Some practical considerations are needed. First of all, a quantitative comparison of the front- and the back-LPD would suggest that the former elicits more muscle excitation matched for relative external loads, thus appearing preferable. However, a more profound examination possible due to high-density EMG reveals that the primary muscles involved are stimulated differently. On this basis, both exercises should be included in practice. A further point regards the extensibility of both variations to all populations. As for the considerations previously made for the back-overhead press (Coratella et al., 2022b), the back-LPD requires greater gleno-humeral joint mobility to be performed safely and effectively. Indeed, people with poor mobility would be forced to flex the neck to let the bar pass backward. Additionally, a previous study reported that incorporating exercises passing from the “high-five” position may result in greater shoulder instability (Kolber et al., 2013).
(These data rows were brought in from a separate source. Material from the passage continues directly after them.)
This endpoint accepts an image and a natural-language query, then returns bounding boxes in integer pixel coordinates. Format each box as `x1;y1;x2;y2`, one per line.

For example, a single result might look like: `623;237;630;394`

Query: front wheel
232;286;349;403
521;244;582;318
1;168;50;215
However, the same authors acknowledged possible confounding results from false positive evaluations, thus that the relationship may not be so clear (Kolber et al., 2013). Consequently, rather than excluding a priori the backward variation, one may accustom individuals to first tolerate and then safely and effectively perform such an initially less comfortable position. This would lead to a more posterior position, possibly decreasing kyphotic postures especially in sedentary people. Eventually, both the front- and the back-LPD should be prescribed to vary the spatial stimuli to the prime movers.